Ochakov

Ochakov

 

a city and the administrative center of Ochakov Raion, Nikolaev Oblast, Ukrainian SSR. Situated on the bank of the Dnieper estuary, 58 km south of the city of Nikolaev. Seaport. Population, 14,200 (1974). The city has an experimental mussel- and oyster-canning branch of the Antarktika Complex, a winery, a bread bakery, a milk plant, and industrial and food-processing combines. The Chernomorets fishing kolkhoz is located in Ochakov, as are the A. V. Suvorov Museum of Military History and the P. P. Shmidt Museum.

In 1492 the Crimean khan Mengli Girei built on the site of the demolished Polish fortress of Daszów the Kara-Kermen Fortress, which soon passed to Turkey and was renamed Achi-Kale. The fortress subsequently became a military naval base and a bulwark of Turkish domination on the Northern Black Sea Coast. During the Russo-Turkish War of 1735–39, Russian troops took Ochakov on July 2 (13), 1737; but in accordance with the Treaty of Belgrade (1739), Ochakov remained in Turkish possession. In the course of the siege of Ochakov during the Russo-Turkish War of 1787–91, the Russian fleet inflicted a defeat on the Turkish fleet in the estuary; and the Russian Army, under the command of G. A. Potemkin, captured the fortress by storm on Dec. 6 (17), 1788. According to the terms of the Iaşi Peace Treaty of 1791, Ochakov was ceded to Russia. In 1906 the trial of the participants in the uprising led by P. P. Shmidt on the cruiser Ochakov was held in the city of Ochakov.


Ochakov

 

a cruiser of the Russian Black Sea Fleet, the crew of which fought in the Sevastopol’ uprising of 1905. It was laid down in 1901, but construction was not completed nor was the ship armed by the time of the uprising. The ship joined the fleet in 1907. Its displacement was 6,645 tons. Its armament included 12 152-mm and 22 smaller guns. It could take a crew of 570, but in 1905 it had 380 men aboard.

The uprising on the Ochakov was organized by the Bolshevik military organization, headed by A. I. Gladkov, N. G. Antonenko, Churaev, R. V. Dokukin, Chibanenko, and V. I. Pletnev. On November 8, disturbances began among the ship’s sailors, who set forth a number of demands, some of which were of a general political nature. On November 13 the sailors arrested the cruiser’s officers, elected deputies to the Soviet of Sailors’, Soldiers’, and Workers’ Deputies, and established ties with the insurgent seamen of a naval division and the soldiers and workers on shore.

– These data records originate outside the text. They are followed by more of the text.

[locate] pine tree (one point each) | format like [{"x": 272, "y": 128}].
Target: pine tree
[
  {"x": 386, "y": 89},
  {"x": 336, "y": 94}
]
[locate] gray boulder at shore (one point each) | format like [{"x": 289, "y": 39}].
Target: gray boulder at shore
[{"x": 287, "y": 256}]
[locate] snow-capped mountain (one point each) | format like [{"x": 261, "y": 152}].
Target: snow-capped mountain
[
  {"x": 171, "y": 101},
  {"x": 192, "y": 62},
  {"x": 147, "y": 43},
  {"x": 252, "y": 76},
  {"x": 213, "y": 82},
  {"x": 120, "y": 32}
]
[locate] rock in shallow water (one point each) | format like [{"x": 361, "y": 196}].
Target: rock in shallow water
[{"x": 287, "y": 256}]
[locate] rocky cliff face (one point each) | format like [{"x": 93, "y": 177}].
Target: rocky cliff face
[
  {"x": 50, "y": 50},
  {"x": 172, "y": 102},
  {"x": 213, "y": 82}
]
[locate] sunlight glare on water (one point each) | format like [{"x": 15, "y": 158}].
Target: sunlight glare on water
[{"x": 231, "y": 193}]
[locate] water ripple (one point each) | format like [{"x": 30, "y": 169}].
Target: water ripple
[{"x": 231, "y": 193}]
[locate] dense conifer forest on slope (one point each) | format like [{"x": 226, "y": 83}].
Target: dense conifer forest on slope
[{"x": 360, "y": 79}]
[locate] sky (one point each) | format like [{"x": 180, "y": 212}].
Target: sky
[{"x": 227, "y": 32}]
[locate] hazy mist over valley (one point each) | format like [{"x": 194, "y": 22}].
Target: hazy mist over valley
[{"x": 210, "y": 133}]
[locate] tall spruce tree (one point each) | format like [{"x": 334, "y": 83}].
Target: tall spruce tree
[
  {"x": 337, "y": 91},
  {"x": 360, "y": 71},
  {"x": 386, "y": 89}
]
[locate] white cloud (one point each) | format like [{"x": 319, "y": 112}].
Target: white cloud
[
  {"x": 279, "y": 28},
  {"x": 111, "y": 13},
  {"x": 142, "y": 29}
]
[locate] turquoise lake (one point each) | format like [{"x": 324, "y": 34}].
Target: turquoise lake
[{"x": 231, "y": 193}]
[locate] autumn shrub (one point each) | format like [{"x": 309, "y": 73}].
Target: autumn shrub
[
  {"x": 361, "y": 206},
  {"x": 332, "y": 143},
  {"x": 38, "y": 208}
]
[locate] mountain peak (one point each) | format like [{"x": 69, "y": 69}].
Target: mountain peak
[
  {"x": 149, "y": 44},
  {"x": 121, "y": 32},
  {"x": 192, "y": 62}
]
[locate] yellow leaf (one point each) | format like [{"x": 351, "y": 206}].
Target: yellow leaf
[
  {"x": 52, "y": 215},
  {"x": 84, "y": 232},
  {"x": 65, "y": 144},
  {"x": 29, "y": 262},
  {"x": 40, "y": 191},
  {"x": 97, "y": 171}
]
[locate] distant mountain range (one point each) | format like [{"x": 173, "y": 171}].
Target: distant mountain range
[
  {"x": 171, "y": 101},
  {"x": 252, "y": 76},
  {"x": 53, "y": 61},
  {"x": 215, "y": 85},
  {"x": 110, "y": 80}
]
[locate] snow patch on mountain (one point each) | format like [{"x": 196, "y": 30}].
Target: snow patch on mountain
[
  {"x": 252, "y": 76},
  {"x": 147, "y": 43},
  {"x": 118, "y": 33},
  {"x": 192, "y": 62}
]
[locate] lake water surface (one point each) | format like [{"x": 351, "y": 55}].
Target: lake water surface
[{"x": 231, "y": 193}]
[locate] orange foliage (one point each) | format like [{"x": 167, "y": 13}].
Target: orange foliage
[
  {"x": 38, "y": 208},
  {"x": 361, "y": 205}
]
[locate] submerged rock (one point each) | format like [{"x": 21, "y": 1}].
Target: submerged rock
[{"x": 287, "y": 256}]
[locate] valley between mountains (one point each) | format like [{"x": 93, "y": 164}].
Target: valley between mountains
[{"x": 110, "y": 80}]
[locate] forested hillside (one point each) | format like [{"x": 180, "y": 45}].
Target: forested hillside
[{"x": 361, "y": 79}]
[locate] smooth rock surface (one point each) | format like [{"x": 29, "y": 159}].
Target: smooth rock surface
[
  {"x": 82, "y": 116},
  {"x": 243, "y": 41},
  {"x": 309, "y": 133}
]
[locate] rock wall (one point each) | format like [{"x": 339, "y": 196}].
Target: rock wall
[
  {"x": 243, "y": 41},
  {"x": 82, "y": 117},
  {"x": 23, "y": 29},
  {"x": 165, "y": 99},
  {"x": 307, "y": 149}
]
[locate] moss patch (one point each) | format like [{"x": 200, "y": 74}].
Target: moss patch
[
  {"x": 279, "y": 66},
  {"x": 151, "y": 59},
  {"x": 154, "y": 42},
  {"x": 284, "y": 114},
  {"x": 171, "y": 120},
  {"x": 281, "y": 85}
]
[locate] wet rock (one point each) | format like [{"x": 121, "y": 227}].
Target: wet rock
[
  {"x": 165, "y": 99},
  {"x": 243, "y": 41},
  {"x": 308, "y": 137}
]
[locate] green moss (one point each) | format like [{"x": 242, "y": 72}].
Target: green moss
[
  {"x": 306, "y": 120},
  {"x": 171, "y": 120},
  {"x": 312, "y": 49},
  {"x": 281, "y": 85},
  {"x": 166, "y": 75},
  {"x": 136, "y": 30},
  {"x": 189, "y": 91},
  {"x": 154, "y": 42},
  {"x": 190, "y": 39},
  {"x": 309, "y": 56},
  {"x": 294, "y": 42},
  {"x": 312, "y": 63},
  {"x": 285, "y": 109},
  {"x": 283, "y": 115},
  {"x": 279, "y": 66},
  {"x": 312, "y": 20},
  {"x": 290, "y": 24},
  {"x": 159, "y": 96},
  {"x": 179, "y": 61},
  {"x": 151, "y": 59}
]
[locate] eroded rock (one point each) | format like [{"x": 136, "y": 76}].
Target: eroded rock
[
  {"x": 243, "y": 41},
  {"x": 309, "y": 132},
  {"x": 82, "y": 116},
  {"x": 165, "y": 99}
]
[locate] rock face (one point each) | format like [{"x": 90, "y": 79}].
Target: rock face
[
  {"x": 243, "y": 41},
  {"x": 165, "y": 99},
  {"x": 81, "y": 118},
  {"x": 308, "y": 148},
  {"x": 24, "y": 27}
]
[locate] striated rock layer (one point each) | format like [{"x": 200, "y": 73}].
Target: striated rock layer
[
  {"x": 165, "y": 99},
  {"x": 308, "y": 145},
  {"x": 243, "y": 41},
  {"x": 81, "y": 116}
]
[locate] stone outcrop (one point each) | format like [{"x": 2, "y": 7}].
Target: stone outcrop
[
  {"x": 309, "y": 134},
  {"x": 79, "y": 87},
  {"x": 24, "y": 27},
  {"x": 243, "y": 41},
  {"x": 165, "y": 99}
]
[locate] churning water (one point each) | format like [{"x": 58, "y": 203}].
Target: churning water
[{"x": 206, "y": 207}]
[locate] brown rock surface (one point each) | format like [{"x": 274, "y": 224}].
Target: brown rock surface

Lieutenant P. P. Shmidt, who was elected commander of the fleet by the insurgents, reached the Ochakov on November 14. The Ochakov was then joined by 11 small ships. On November 15 artillery fire was opened on the insurgent ships. Fire broke out on the Ochakov and other ships, and the crews abandoned the ships. The uprising was suppressed. The insurgents, who included 41 men from the Ochakov, were put on trial in February 1906. Lieutenant Shmidt, Seaman Antonenko, Machinist Gladkov, and Conductor S. P. Chastnik were sentenced to death and were shot. The rest were sentenced to various terms of hard labor and prison.

From 1907 to 1917 the ship was called the Kagul, and in April 1917 was renamed the Ochakov. In 1918 the Ochakov was captured by the White Guards and named the General Kornilov. In 1920, Wrangel took the ship to Bizerte.

REFERENCE

Voennye moriaki v period Pervoi russkoi revoliutsii 1905–1907 gg. Moscow, 1955. Pages 92–116.